İkinci örnekte ise siz 100 bin liranız ile altın satın aldınız ve altının fiyatı 116 bin lira oldu. Enflasyonun yine %15 olduğunu düşünecek olursak siz enflasyona oranla %1’lik bir reel getiri elde etmiş oldunuz. Bu bağlamda mevduat getirisi sizi genellikle enflasyona karşı korumaz. Altın ise çoğunlukla enflasyonun biraz üstünde bir oranla korur. Aşağıdaki tabloda FODER başkanı sayın Atilla hocamın hazırladığı 1986-2020 yılları arasında enflasyondan arındırılmış net kar yüzdelerini görüyorsunuz.

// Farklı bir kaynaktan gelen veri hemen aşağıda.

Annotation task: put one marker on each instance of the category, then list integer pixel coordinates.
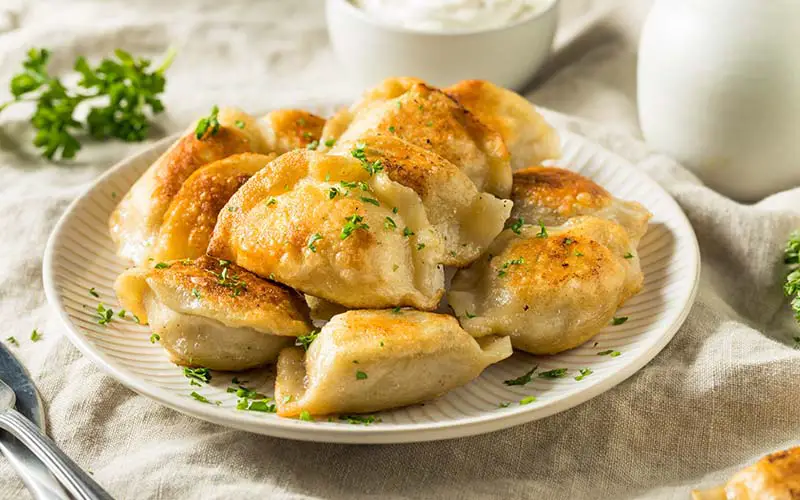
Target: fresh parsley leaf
(542, 231)
(123, 91)
(104, 316)
(352, 223)
(208, 125)
(199, 374)
(556, 373)
(305, 341)
(522, 379)
(360, 419)
(313, 239)
(371, 201)
(517, 226)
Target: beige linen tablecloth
(723, 393)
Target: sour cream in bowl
(442, 41)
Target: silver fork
(77, 482)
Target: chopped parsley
(556, 373)
(542, 231)
(791, 286)
(360, 419)
(313, 239)
(517, 226)
(371, 167)
(305, 341)
(371, 201)
(203, 399)
(353, 223)
(104, 316)
(504, 268)
(522, 379)
(208, 125)
(198, 374)
(236, 285)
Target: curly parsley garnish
(791, 286)
(522, 379)
(352, 224)
(517, 226)
(208, 125)
(104, 315)
(542, 231)
(371, 167)
(504, 268)
(305, 341)
(123, 90)
(556, 373)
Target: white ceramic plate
(80, 256)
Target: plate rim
(408, 433)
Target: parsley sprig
(124, 92)
(792, 285)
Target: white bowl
(372, 50)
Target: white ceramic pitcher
(719, 90)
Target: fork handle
(79, 484)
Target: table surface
(722, 394)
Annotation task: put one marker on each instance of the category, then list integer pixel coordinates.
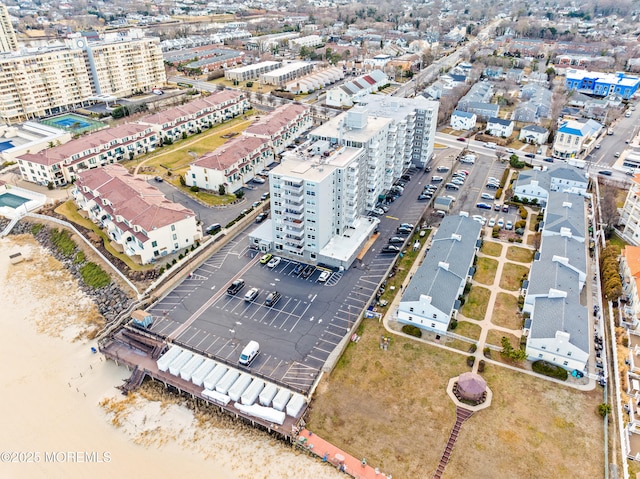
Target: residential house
(575, 138)
(232, 165)
(431, 299)
(463, 120)
(282, 126)
(534, 134)
(61, 164)
(138, 219)
(500, 127)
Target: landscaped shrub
(551, 370)
(523, 212)
(412, 330)
(94, 276)
(61, 239)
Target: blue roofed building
(617, 84)
(575, 138)
(431, 298)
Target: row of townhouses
(60, 165)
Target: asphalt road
(297, 335)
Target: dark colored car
(214, 228)
(236, 286)
(308, 271)
(272, 299)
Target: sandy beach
(64, 418)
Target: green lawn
(505, 312)
(468, 330)
(475, 307)
(494, 337)
(512, 275)
(521, 255)
(491, 248)
(486, 271)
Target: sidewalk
(344, 462)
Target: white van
(249, 353)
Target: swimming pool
(73, 122)
(11, 200)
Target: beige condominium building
(45, 81)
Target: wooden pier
(139, 352)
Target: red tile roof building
(137, 217)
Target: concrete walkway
(486, 323)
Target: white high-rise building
(358, 129)
(316, 205)
(8, 38)
(44, 81)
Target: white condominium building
(358, 129)
(316, 204)
(8, 38)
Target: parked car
(266, 258)
(324, 276)
(252, 294)
(308, 271)
(213, 229)
(275, 261)
(272, 298)
(236, 286)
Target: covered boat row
(223, 384)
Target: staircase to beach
(462, 415)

Enflasyondan korunmanın en etkili yolu borsadan geçer. Borsa ile ilgili daha önce bir kaç yazı kaleme almıştık. Bu bağlamda önceki yazıların tamamını görmek için buraya tıklamanız yeterli olacaktır. Borsanın ardından fon yatırımı da size uygun olabilir. Bu konuyla ilgili henüz bir içerik oluşturma vaktim olmadı ancak en kısa zamanda hem video olarak hem de yazı olarak “fon yatırımı” başlığına değineceğiz. Emtia ve değerli madenler de genellikle sizleri enflasyona karşı koruyacaktır. Altın, gümüş ve Paladyum gibi madenler bunların başında gelmektedir.